Partition Summary: Keeps every 128th key (default) in RAM. It tells Cassandra: “Your key is somewhere between byte 1024 and 2048 in the Index file.” This narrows the scan range significantly.
Key Cache: Caches the exact offset of hot keys in the Index.db, allowing Cassandra to jump straight to the data location without scanning the index.

Interactive Visualizer: Bloom Filter Calculator

A Bloom Filter uses multiple hash functions to set bits in a bit array.

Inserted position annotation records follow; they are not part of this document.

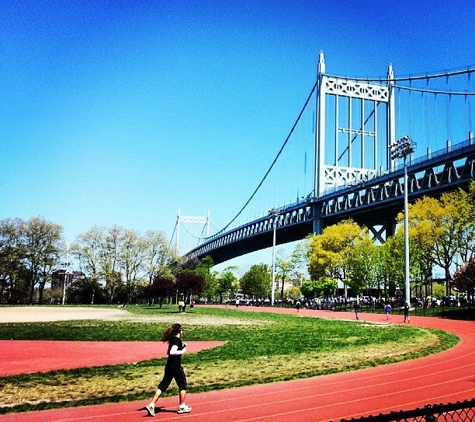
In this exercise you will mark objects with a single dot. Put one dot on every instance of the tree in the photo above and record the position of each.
(363, 265)
(131, 257)
(158, 256)
(464, 278)
(438, 230)
(42, 249)
(11, 252)
(284, 269)
(189, 283)
(227, 282)
(87, 251)
(161, 288)
(256, 281)
(328, 252)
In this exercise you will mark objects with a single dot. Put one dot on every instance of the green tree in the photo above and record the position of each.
(438, 230)
(227, 283)
(189, 282)
(43, 245)
(256, 282)
(363, 263)
(87, 251)
(12, 283)
(284, 268)
(328, 252)
(464, 278)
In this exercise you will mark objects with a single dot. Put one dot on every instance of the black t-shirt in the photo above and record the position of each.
(174, 360)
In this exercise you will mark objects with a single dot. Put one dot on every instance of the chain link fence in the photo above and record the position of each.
(451, 412)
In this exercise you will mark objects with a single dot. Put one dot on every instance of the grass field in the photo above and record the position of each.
(260, 348)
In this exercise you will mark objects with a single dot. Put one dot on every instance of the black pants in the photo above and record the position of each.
(174, 372)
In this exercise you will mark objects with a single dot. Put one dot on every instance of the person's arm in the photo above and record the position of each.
(174, 350)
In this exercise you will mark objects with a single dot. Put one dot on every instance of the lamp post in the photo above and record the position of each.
(65, 265)
(401, 149)
(273, 213)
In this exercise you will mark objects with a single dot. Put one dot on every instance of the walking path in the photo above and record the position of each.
(446, 377)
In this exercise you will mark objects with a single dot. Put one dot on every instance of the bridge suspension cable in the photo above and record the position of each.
(273, 162)
(440, 74)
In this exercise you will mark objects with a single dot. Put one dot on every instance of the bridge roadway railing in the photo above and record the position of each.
(376, 201)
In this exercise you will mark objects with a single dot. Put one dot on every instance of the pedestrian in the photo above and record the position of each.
(357, 309)
(406, 312)
(173, 369)
(388, 310)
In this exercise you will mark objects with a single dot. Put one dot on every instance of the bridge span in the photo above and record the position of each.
(374, 203)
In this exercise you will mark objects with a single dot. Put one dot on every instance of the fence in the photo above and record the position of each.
(451, 412)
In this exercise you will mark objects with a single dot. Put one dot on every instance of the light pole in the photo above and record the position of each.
(401, 149)
(273, 214)
(66, 265)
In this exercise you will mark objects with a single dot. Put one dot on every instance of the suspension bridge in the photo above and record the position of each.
(344, 133)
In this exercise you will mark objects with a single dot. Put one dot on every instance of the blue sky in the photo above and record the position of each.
(121, 112)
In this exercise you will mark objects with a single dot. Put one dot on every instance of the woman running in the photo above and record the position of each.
(173, 369)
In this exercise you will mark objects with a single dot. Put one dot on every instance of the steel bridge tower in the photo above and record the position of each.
(355, 125)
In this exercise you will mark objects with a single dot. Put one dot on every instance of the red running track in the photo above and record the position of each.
(446, 377)
(22, 357)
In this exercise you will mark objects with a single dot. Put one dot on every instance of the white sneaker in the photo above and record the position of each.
(150, 409)
(184, 409)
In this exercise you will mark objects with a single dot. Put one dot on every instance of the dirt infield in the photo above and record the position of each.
(22, 357)
(58, 313)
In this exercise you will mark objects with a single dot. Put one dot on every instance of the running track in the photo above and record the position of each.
(446, 377)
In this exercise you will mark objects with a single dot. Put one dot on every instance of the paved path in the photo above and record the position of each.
(446, 377)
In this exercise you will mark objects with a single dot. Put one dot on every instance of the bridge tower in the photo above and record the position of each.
(204, 222)
(355, 125)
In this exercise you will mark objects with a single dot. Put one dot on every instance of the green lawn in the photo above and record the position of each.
(261, 347)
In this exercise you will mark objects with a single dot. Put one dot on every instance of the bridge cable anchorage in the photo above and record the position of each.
(272, 165)
(440, 74)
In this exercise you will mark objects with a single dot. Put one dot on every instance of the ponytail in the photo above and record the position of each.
(172, 331)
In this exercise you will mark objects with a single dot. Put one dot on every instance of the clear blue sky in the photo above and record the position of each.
(121, 112)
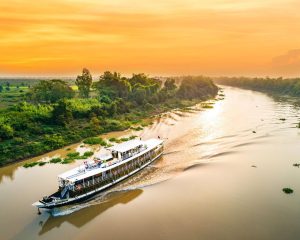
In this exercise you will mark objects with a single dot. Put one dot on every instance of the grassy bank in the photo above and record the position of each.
(36, 126)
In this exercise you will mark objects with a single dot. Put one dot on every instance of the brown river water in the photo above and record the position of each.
(217, 180)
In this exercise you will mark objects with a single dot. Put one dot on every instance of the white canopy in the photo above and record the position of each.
(126, 146)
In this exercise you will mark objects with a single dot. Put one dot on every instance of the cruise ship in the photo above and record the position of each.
(105, 170)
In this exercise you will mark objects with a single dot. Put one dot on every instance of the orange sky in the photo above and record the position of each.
(163, 37)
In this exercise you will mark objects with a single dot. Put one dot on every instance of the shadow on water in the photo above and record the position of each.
(94, 209)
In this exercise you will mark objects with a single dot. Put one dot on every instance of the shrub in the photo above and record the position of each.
(88, 154)
(112, 139)
(55, 160)
(73, 154)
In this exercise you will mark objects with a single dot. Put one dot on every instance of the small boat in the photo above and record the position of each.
(104, 171)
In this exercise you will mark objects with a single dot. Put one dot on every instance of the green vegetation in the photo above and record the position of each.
(42, 163)
(51, 114)
(288, 190)
(88, 154)
(296, 165)
(32, 164)
(95, 140)
(272, 85)
(67, 161)
(139, 128)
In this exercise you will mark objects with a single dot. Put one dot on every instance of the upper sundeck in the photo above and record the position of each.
(125, 153)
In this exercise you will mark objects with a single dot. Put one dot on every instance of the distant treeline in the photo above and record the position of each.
(53, 114)
(274, 85)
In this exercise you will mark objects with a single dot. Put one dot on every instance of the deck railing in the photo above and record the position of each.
(113, 174)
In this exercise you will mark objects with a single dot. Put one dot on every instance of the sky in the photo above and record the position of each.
(157, 37)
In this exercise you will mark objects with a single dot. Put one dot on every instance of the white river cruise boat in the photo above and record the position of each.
(105, 170)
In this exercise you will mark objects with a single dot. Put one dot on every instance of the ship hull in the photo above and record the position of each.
(88, 195)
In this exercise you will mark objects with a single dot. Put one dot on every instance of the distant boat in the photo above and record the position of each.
(105, 170)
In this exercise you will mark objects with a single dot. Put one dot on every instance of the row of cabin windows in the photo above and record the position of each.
(120, 169)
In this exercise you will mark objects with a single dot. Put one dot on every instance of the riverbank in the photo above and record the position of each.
(205, 179)
(55, 115)
(142, 118)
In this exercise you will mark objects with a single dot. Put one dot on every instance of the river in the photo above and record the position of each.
(221, 177)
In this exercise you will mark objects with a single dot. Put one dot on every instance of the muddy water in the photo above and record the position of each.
(221, 178)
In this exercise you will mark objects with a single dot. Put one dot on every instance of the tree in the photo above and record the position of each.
(6, 131)
(50, 91)
(170, 85)
(112, 85)
(84, 83)
(61, 113)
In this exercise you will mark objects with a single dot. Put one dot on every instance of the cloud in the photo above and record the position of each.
(288, 63)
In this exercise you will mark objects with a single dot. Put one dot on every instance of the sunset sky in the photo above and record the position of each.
(166, 37)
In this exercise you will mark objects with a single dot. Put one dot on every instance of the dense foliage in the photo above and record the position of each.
(54, 115)
(275, 85)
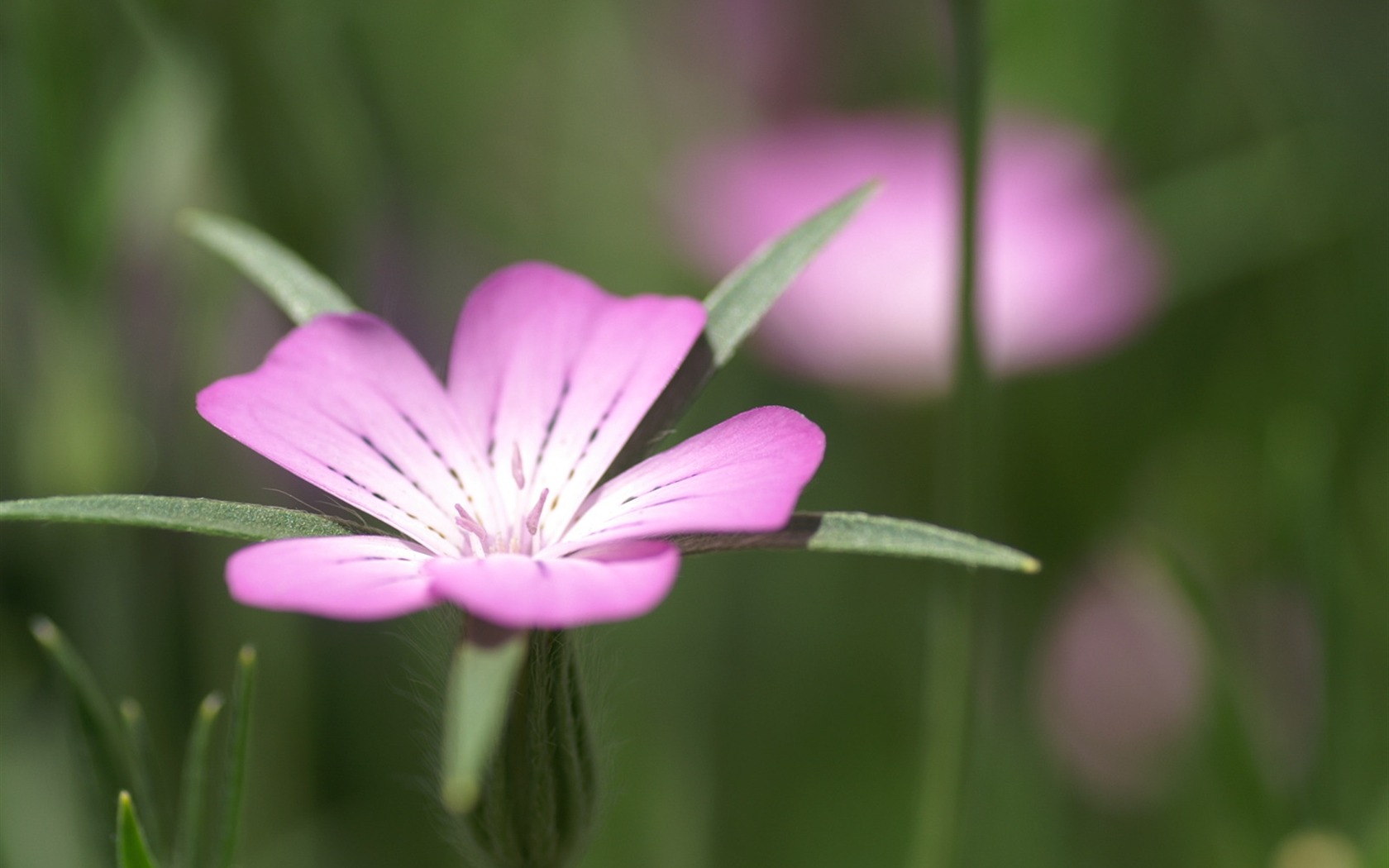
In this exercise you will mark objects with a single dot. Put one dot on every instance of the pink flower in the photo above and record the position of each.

Adjust the size of the bit array and the number of hash functions to see how they affect the False Positive rate.

Bit Array Size (m): 10

Hash Functions (k): 2

Ready

Code Implementation: Bloom Filter

Below is a simplified implementation of a Bloom Filter using BitSet.

import java.util.BitSet;
import java.util.function.Function;

public class SimpleBloomFilter {
    private final BitSet bitSet;
    private final int size;
    private final int hashFunctions;

    public SimpleBloomFilter(int size, int hashFunctions) {
        this.size = size;
        this.hashFunctions = hashFunctions;
        this.bitSet = new BitSet(size);
    }

    public void add(String value) {
        for (int i = 0; i < hashFunctions; i++) {
            bitSet.set(getHash(value, i));
        }
    }

    public boolean mightContain(String value) {
        for (int i = 0; i < hashFunctions; i++) {
            if (!bitSet.get(getHash(value, i))) {
                return false; // Definitely not present
            }
        }
        return true; // Maybe present
    }

    // Simplified hash function simulation
    private int getHash(String value, int seed) {
        return Math.abs((value.hashCode() + seed * 31) % size);
    }

    public static void main(String[] args) {
        SimpleBloomFilter filter = new SimpleBloomFilter(100, 3);

        filter.add("user:123");

        System.out.println("Contains user:123? " + filter.mightContain("user:123")); // true
        System.out.println("Contains user:999? " + filter.mightContain("user:999")); // false (probably)
    }
}

package main

import (
	"fmt"
	"hash/fnv"
	"math"
)

type BloomFilter struct {
	bitSet []bool
	size   uint
	hashes uint
}

func NewBloomFilter(size uint, hashes uint) *BloomFilter {
	return &BloomFilter{
		bitSet: make([]bool, size),
		size:   size,
		hashes: hashes,
	}
}

func (bf *BloomFilter) Add(value string) {
	for i := uint(0); i < bf.hashes; i++ {
		idx := bf.getHash(value, i)
		bf.bitSet[idx] = true
	}
}

func (bf *BloomFilter) MightContain(value string) bool {
	for i := uint(0); i < bf.hashes; i++ {
		idx := bf.getHash(value, i)
		if !bf.bitSet[idx] {
			return false // Definitely not present
		}
	}
	return true // Maybe present
}

// getHash uses FNV hash with a seed variation
func (bf *BloomFilter) getHash(value string, seed uint) uint {
	h := fnv.New32a()
	h.Write([]byte(value))
	hashVal := h.Sum32()
	return uint(math.Abs(float64(hashVal+uint32(seed)*31))) % bf.size
}

func main() {
	filter := NewBloomFilter(100, 3)

	filter.Add("user:123")

	fmt.Printf("Contains user:123? %v\n", filter.MightContain("user:123"))
	fmt.Printf("Contains user:999? %v\n", filter.MightContain("user:999"))
}

Summary

Reads are complex but optimized to minimize disk I/O.
Bloom Filters are the first line of defense, filtering out SSTables that definitely don’t have the data.
SSTables contain multiple components (Index, Summary, Filter) to speed up lookups.
False Positives in Bloom Filters are acceptable because they only cost a disk seek, whereas False Negatives are impossible (ensuring correctness).